Talking grasshoppers, frogs and squirrels; second stomachs for ice cream; magical balloons; trips to Mars; and unlikely friendships between butterflies and spiders are just a few of the products of Bernard Ditchik’s creativity.

“Imagination, that’s the key word,” he said — and for him, the most important ingredient of any story. The 93-year-old Island Park resident, who plays doubles tennis in Rockville Centre four times a week, has used his imagination for decades to tell bedtime stories to his children and grandchildren.

Now, he has put the words to paper in his first commercially published children’s book, “Grandpa Bernie’s Bedtime Stories.”

“We couldn’t go to bed without them,” Corie Mandel, 27, said of her grandfather’s stories. “It was a requirement.”

“I would always beg my parents to sleep over my grandparents’ house because we loved being able to listen to the stories,” said Corie’s sister, Emily, 24, describing how the siblings and their cousins piled into a single room to listen, usually with ice cream in hand. He had their undivided attention, she said. “He made us feel like we were the most important people in the world.”

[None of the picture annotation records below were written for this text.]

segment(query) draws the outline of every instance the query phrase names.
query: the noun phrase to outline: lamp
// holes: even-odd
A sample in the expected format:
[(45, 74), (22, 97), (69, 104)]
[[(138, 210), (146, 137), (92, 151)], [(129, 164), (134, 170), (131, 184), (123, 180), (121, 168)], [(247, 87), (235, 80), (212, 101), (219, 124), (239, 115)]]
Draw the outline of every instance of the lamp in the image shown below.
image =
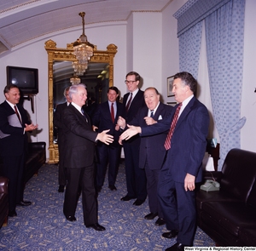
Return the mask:
[(93, 55), (94, 45), (87, 41), (87, 37), (84, 34), (84, 12), (80, 12), (79, 16), (82, 17), (83, 33), (76, 42), (73, 43), (73, 54), (76, 56), (79, 64), (87, 64), (90, 57)]
[(72, 84), (75, 84), (75, 83), (79, 83), (81, 79), (79, 77), (78, 77), (78, 76), (76, 74), (73, 75), (73, 77), (70, 78), (70, 83)]

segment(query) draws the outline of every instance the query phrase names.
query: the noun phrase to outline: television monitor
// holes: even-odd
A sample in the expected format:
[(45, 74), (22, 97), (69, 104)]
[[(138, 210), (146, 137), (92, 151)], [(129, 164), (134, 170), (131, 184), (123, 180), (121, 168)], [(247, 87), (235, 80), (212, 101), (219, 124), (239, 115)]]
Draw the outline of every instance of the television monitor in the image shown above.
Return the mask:
[(7, 84), (15, 84), (23, 94), (38, 93), (38, 69), (6, 66)]

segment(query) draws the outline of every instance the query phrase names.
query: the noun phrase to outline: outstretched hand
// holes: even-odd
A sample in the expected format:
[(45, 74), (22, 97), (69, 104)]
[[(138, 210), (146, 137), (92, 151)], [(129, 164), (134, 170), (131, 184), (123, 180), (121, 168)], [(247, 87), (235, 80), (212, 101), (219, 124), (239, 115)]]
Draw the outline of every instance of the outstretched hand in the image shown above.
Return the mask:
[(145, 117), (144, 120), (145, 120), (145, 123), (147, 125), (151, 125), (151, 124), (154, 124), (157, 123), (157, 121), (153, 119), (153, 117)]
[(125, 131), (120, 135), (120, 139), (123, 140), (128, 140), (129, 139), (131, 139), (134, 135), (136, 135), (137, 134), (140, 134), (142, 132), (142, 128), (140, 127), (135, 127), (135, 126), (129, 125), (129, 124), (127, 124), (127, 127), (129, 128), (129, 129)]
[(98, 134), (96, 140), (100, 140), (106, 145), (109, 145), (113, 141), (113, 135), (107, 134), (107, 133), (109, 131), (110, 129), (102, 131), (102, 133)]

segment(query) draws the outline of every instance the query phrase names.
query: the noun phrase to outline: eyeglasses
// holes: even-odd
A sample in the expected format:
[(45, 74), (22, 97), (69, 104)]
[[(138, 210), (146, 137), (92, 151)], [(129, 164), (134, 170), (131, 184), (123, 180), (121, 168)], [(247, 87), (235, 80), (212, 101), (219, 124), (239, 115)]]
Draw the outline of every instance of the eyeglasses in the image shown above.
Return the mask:
[(137, 81), (136, 81), (136, 80), (131, 80), (131, 81), (125, 80), (125, 83), (126, 84), (128, 84), (128, 83), (135, 83), (135, 82), (137, 82)]

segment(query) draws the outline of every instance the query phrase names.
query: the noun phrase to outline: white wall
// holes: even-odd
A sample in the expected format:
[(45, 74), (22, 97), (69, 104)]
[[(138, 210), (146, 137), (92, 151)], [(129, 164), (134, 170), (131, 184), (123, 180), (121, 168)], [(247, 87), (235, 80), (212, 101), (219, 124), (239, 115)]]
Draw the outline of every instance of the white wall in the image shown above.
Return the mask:
[(160, 78), (161, 94), (164, 102), (173, 101), (173, 98), (167, 97), (167, 77), (179, 71), (178, 39), (177, 37), (177, 19), (173, 17), (187, 0), (172, 1), (162, 14), (162, 72)]

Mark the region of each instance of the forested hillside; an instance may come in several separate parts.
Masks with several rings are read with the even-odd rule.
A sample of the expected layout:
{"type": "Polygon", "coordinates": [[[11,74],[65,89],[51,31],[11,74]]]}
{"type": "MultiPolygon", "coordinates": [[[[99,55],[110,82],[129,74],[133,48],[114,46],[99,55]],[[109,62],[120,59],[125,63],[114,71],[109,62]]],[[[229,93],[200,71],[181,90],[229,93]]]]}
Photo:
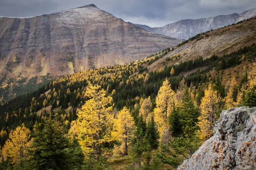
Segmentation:
{"type": "Polygon", "coordinates": [[[3,101],[0,169],[176,167],[212,135],[221,110],[256,106],[255,43],[183,61],[171,55],[178,48],[3,101]]]}

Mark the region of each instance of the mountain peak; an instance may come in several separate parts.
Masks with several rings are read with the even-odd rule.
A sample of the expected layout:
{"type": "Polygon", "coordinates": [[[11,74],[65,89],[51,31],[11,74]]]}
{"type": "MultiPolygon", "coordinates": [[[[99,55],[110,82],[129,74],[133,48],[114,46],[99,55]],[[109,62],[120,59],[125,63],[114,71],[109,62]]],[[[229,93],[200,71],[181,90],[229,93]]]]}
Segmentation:
{"type": "Polygon", "coordinates": [[[94,5],[93,3],[92,3],[91,4],[84,6],[80,6],[80,7],[75,8],[73,9],[77,9],[77,8],[97,8],[98,9],[99,9],[99,8],[98,8],[95,5],[94,5]]]}

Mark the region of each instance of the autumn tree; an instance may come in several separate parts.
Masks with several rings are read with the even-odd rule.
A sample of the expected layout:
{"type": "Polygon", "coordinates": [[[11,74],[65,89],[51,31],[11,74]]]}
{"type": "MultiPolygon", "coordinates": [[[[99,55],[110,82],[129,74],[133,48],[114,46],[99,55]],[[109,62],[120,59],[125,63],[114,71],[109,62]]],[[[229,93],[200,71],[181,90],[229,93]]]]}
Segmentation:
{"type": "Polygon", "coordinates": [[[121,145],[119,147],[118,150],[122,155],[128,155],[128,146],[133,136],[135,124],[129,110],[124,107],[119,112],[117,119],[115,120],[114,130],[112,133],[113,137],[121,142],[121,145]]]}
{"type": "Polygon", "coordinates": [[[186,81],[185,80],[185,79],[183,78],[180,82],[180,85],[179,86],[179,88],[177,89],[175,94],[177,105],[180,105],[182,101],[182,98],[184,96],[184,91],[186,86],[186,81]]]}
{"type": "Polygon", "coordinates": [[[90,99],[77,114],[79,142],[85,156],[90,153],[102,156],[102,145],[112,140],[112,98],[106,97],[106,91],[100,88],[99,85],[87,87],[85,94],[90,99]]]}
{"type": "Polygon", "coordinates": [[[152,105],[150,96],[148,96],[148,98],[145,99],[142,98],[140,99],[140,113],[142,114],[144,121],[147,122],[152,116],[150,111],[150,108],[152,105]]]}
{"type": "Polygon", "coordinates": [[[249,74],[247,88],[245,91],[244,104],[249,107],[256,106],[256,63],[253,65],[249,74]]]}
{"type": "Polygon", "coordinates": [[[172,113],[175,93],[166,79],[160,88],[156,98],[156,107],[154,110],[154,119],[160,133],[161,142],[168,143],[170,137],[168,118],[172,113]]]}
{"type": "Polygon", "coordinates": [[[12,164],[18,164],[27,156],[26,149],[30,145],[30,130],[24,124],[19,126],[9,135],[3,147],[4,160],[7,159],[12,164]]]}
{"type": "Polygon", "coordinates": [[[225,106],[227,109],[235,107],[235,103],[234,99],[236,97],[234,96],[236,91],[236,77],[234,76],[231,79],[227,95],[225,98],[225,106]]]}
{"type": "Polygon", "coordinates": [[[170,74],[173,75],[175,73],[175,71],[174,70],[174,68],[173,67],[172,68],[172,69],[171,70],[171,71],[170,71],[170,74]]]}
{"type": "Polygon", "coordinates": [[[213,133],[213,127],[220,112],[219,103],[221,99],[218,91],[212,89],[211,84],[205,90],[204,94],[200,106],[200,116],[198,123],[200,130],[198,135],[200,139],[205,140],[213,133]]]}

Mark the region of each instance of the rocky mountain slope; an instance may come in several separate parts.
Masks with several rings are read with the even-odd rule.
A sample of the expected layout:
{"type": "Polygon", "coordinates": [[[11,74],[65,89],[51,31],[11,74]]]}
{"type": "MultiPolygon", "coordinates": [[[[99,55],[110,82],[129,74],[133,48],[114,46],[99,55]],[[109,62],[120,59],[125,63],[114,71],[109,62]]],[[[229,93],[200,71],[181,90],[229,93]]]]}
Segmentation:
{"type": "Polygon", "coordinates": [[[23,76],[27,82],[35,75],[58,77],[127,63],[180,41],[149,32],[93,4],[29,18],[0,17],[0,78],[23,76]]]}
{"type": "Polygon", "coordinates": [[[223,111],[214,130],[177,170],[256,169],[256,108],[223,111]]]}
{"type": "Polygon", "coordinates": [[[156,61],[148,68],[150,71],[154,71],[166,65],[177,64],[200,57],[207,58],[213,54],[221,56],[253,43],[256,43],[256,17],[198,35],[180,44],[165,57],[156,61]],[[168,58],[173,60],[167,61],[168,58]],[[162,64],[163,62],[164,65],[162,64]]]}
{"type": "Polygon", "coordinates": [[[156,34],[187,40],[198,34],[236,23],[256,15],[256,8],[240,14],[218,15],[197,20],[183,20],[162,27],[151,28],[145,25],[134,24],[156,34]]]}

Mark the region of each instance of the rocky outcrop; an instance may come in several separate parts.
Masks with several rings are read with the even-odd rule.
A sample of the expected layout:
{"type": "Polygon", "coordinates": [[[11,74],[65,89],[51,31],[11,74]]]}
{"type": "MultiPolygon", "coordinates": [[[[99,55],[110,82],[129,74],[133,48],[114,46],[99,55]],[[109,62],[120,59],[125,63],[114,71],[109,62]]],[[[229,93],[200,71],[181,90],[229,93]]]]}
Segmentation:
{"type": "Polygon", "coordinates": [[[180,41],[93,4],[28,18],[0,17],[0,73],[65,75],[144,59],[180,41]]]}
{"type": "Polygon", "coordinates": [[[145,25],[134,25],[154,33],[187,40],[198,34],[231,25],[255,15],[256,8],[240,14],[233,14],[198,20],[181,20],[162,27],[151,28],[145,25]]]}
{"type": "Polygon", "coordinates": [[[177,170],[256,169],[256,108],[223,111],[214,135],[177,170]]]}

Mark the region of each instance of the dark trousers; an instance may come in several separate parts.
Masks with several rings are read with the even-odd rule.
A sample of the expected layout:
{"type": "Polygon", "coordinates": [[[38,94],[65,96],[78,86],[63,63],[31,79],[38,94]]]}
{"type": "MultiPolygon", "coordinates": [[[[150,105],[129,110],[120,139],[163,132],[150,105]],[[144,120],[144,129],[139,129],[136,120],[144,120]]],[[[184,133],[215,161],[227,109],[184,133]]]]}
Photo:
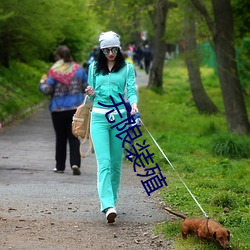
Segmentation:
{"type": "Polygon", "coordinates": [[[65,170],[67,157],[67,141],[69,141],[70,166],[81,165],[81,156],[79,152],[80,142],[72,134],[72,117],[76,110],[52,112],[52,122],[56,133],[56,168],[65,170]]]}

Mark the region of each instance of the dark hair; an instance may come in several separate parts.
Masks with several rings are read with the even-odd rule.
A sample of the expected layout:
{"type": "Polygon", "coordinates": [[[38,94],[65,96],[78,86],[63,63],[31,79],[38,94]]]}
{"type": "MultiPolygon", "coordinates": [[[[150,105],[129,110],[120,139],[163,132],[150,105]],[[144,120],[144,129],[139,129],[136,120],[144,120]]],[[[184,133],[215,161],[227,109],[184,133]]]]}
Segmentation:
{"type": "MultiPolygon", "coordinates": [[[[118,49],[117,55],[115,58],[115,65],[113,67],[113,72],[118,72],[121,68],[125,66],[125,60],[121,53],[121,50],[118,49]]],[[[96,72],[101,73],[103,75],[109,74],[109,69],[107,65],[107,58],[103,54],[102,50],[100,50],[99,56],[97,57],[97,63],[96,63],[96,72]]]]}
{"type": "Polygon", "coordinates": [[[71,56],[70,50],[67,46],[65,45],[61,45],[59,46],[55,53],[54,53],[55,58],[60,57],[61,59],[63,59],[64,62],[72,62],[73,58],[71,56]]]}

“It was an established tradition,” agreed granddaughter Jodie Singer, 25. “There was a point [where] we stopped asking for stories,” she recalled. “But we definitely heard them longer than kids usually get told stories.”

Ditchik was faced with a dilemma: “They grew up and I had nobody to tell stories to,” he said. About 15 years ago, at his daughter Ellen Mandel's urging, he decided to write his stories down.

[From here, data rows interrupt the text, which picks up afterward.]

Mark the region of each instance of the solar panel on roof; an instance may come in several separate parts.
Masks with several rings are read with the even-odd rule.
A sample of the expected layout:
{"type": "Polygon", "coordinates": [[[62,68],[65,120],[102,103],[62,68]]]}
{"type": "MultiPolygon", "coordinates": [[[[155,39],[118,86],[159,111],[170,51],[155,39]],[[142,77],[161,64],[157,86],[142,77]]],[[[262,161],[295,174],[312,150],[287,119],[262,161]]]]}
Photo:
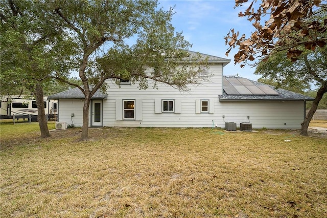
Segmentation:
{"type": "Polygon", "coordinates": [[[258,85],[257,87],[262,90],[266,95],[279,95],[276,91],[268,85],[258,85]]]}
{"type": "Polygon", "coordinates": [[[234,85],[234,88],[241,95],[253,95],[253,93],[244,85],[234,85]]]}
{"type": "Polygon", "coordinates": [[[227,80],[225,78],[223,79],[223,82],[224,83],[224,85],[230,85],[230,83],[229,83],[229,82],[228,82],[228,80],[227,80]]]}
{"type": "Polygon", "coordinates": [[[232,85],[242,85],[242,83],[236,78],[228,78],[227,80],[232,85]]]}
{"type": "Polygon", "coordinates": [[[260,89],[258,88],[256,85],[245,85],[248,90],[250,90],[253,95],[266,95],[260,89]]]}
{"type": "Polygon", "coordinates": [[[247,79],[245,79],[245,78],[238,78],[237,80],[239,80],[244,85],[253,85],[253,83],[252,83],[252,82],[251,82],[247,79]]]}
{"type": "Polygon", "coordinates": [[[226,85],[224,84],[224,90],[227,95],[240,95],[240,93],[230,84],[226,85]]]}

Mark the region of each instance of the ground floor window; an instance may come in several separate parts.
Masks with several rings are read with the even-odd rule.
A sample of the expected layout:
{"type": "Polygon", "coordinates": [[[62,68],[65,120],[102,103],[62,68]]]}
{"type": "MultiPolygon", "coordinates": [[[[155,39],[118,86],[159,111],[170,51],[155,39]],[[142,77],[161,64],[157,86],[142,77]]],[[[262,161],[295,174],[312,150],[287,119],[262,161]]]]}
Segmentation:
{"type": "Polygon", "coordinates": [[[201,100],[201,112],[207,113],[209,112],[209,101],[207,100],[201,100]]]}
{"type": "Polygon", "coordinates": [[[174,112],[173,100],[162,100],[162,112],[174,112]]]}
{"type": "Polygon", "coordinates": [[[134,120],[135,119],[135,100],[124,100],[124,120],[134,120]]]}

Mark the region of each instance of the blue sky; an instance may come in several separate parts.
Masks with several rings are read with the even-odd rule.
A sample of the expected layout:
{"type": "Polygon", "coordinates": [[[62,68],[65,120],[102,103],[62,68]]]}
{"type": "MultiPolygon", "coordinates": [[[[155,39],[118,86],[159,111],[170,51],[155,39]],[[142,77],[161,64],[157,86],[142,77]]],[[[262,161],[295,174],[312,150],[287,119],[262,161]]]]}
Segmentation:
{"type": "Polygon", "coordinates": [[[234,28],[247,37],[254,31],[252,24],[245,17],[239,17],[238,13],[247,8],[235,6],[234,0],[168,1],[159,0],[159,6],[165,10],[175,6],[172,24],[176,32],[182,32],[185,39],[193,44],[191,50],[228,58],[230,62],[224,68],[224,75],[236,75],[256,80],[260,76],[254,75],[255,69],[249,66],[241,68],[234,64],[233,56],[237,49],[232,49],[228,56],[225,55],[228,48],[225,45],[225,36],[234,28]]]}

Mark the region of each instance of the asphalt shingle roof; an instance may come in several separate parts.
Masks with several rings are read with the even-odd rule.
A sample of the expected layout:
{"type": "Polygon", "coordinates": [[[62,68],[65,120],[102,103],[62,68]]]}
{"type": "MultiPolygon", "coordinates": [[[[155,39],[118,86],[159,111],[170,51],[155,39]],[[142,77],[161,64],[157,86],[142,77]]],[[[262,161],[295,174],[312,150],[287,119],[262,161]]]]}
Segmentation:
{"type": "MultiPolygon", "coordinates": [[[[107,98],[107,95],[106,94],[103,94],[100,90],[98,90],[92,96],[91,99],[104,99],[107,98]]],[[[85,96],[79,89],[76,88],[51,95],[48,98],[50,99],[57,99],[58,98],[84,99],[85,96]]]]}
{"type": "MultiPolygon", "coordinates": [[[[223,64],[224,66],[225,66],[230,62],[230,59],[227,58],[223,58],[222,57],[217,57],[213,55],[209,55],[203,53],[193,52],[192,51],[188,51],[188,52],[190,54],[190,57],[188,58],[192,58],[193,57],[195,57],[198,54],[200,54],[201,56],[202,57],[202,58],[201,58],[200,60],[203,60],[206,58],[207,57],[207,61],[208,63],[222,63],[223,64]]],[[[185,58],[184,59],[186,60],[188,58],[185,58]]]]}
{"type": "MultiPolygon", "coordinates": [[[[224,77],[242,78],[237,76],[224,76],[224,77]]],[[[273,86],[255,81],[248,80],[255,85],[268,85],[276,91],[278,95],[227,95],[224,91],[223,94],[219,96],[219,101],[313,101],[314,100],[311,97],[300,94],[283,89],[276,89],[273,86]]]]}

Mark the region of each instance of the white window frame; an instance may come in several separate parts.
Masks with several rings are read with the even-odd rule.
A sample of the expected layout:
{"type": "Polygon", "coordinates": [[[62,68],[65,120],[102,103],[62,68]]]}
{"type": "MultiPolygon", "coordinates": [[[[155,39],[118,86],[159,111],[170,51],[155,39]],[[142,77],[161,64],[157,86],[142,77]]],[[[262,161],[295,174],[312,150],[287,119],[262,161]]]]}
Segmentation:
{"type": "Polygon", "coordinates": [[[175,101],[173,99],[162,99],[161,100],[161,111],[162,113],[174,113],[175,112],[175,101]],[[164,104],[165,102],[167,102],[167,111],[164,110],[164,104]],[[173,110],[169,110],[169,102],[173,103],[173,110]]]}
{"type": "Polygon", "coordinates": [[[125,80],[126,80],[126,81],[122,81],[122,79],[119,79],[119,82],[122,85],[130,85],[131,84],[131,80],[130,79],[128,79],[128,81],[127,81],[127,80],[126,79],[125,80]]]}
{"type": "Polygon", "coordinates": [[[203,77],[207,77],[208,75],[208,68],[206,67],[202,68],[201,71],[199,72],[199,76],[203,77]],[[205,73],[205,74],[203,73],[205,73]]]}
{"type": "Polygon", "coordinates": [[[135,120],[135,99],[123,99],[123,119],[124,120],[135,120]],[[134,104],[133,104],[134,106],[132,109],[125,108],[125,102],[127,101],[133,101],[134,102],[134,104]],[[125,117],[125,112],[127,112],[127,111],[133,112],[133,115],[132,118],[125,117]]]}
{"type": "Polygon", "coordinates": [[[209,113],[209,101],[208,100],[200,100],[200,111],[201,112],[201,113],[209,113]],[[202,103],[203,102],[206,102],[207,104],[206,105],[202,105],[202,103]],[[206,110],[204,111],[203,109],[203,107],[206,107],[206,110]]]}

He started with a pen and a notepad, “my utensils,” he said. Then he curled up in his favorite chair in the Madison Avenue home he shares with his wife of 65 years, Florence. The pad ballooned into a collection of stories he had spiralbound at Staples, then a second collection, then a third. Finally, after a chance discussion with his financial planner whose clientele also included a publisher, he managed to get some of the stories commercially published, and in partnership with Red Sky Presents, “Bedtime Stories” was born.

“Anybody can write a story,” he said sitting in that white leather chair. “You just have to relax and let your mind imagine.”

While imagination is the most important component to his tales, he has other requirements. Every story must be happy, largely conflict-free and entertaining, Ditchik said. “I just try to make them interesting, so people who read them won’t be bored,” he said, adding that he aims to have both children and adults enjoy them.

His storytelling priorities are seen in the tales’ fast pace. He spends little time on lengthy descriptions and instead jumps right into the action.

Positivity is a recurring theme in his stories as well, and is a key component of Ditchik’s personal philosophy. “I see the glass half full,” he said. “That’s just my nature.”

His grandchildren agree. “I think the stories are really a reflection of who he is,” Singer said. “He’s the happiest, most optimistic person.” Her cousins echoed the sentiment, and noted that today, when children’s fiction embraces darker and more conflict-ridden themes, Ditchik’s stories provide refreshing contrast. “There are just so many serious and terrible things going on the world, it’s not so often we can just listen to a nice story,” Emily Mandel said.

“Everything always turned out well,” Corie said of the tales. “… It was always a nice thing to hear before going to bed.”

“These stories are something that’s hard to find now,” Singer added. “They’re just pure happy, very little conflict … I think that’s really special.”

After the book’s publication this winter, Ditchik read a story to a special-education class Emily taught in the Bronx. Afterward, he encouraged the kids to create their own story. They wanted it to feature a spider and an alien, and for it to take place at a festival on Mars. Ditchik took the requests seriously and turned it into a cohesive tale. “Almost like Mad Libs,” Emily joked.

In addition to short stories, Ditchik occasionally writes poetry, and has tried sculpture as well. Before his retirement, he worked as a jewelry importer for 35 years with his twin brother, traveling to Asian countries including Japan, Taiwan, Korea and the Philippines. He and Florence have lived in their Island Park home since 1954, and he spent his childhood in Long Beach.

Although Ditchik sounded excited about the prospect of other children reading his stories, nobody is more excited than his grandchildren. “They’re my biggest supporters,” he joked.

“Seeing these in published form is really exciting,” Singer said adding that she hopes children and adults will bond over them.

“I just want other people to share a little piece of how wonderful my grandpa is,” Emily said.

Corie noted how proud she is that Ditchik published his first book at 93. “We think anybody could enjoy his book,” she said. “They’re such nice stories, and in today’s society, where everything is so heavy, it’s nice to have something like that to escape to.”

She added, “You get to go to bed with a smile on your face.”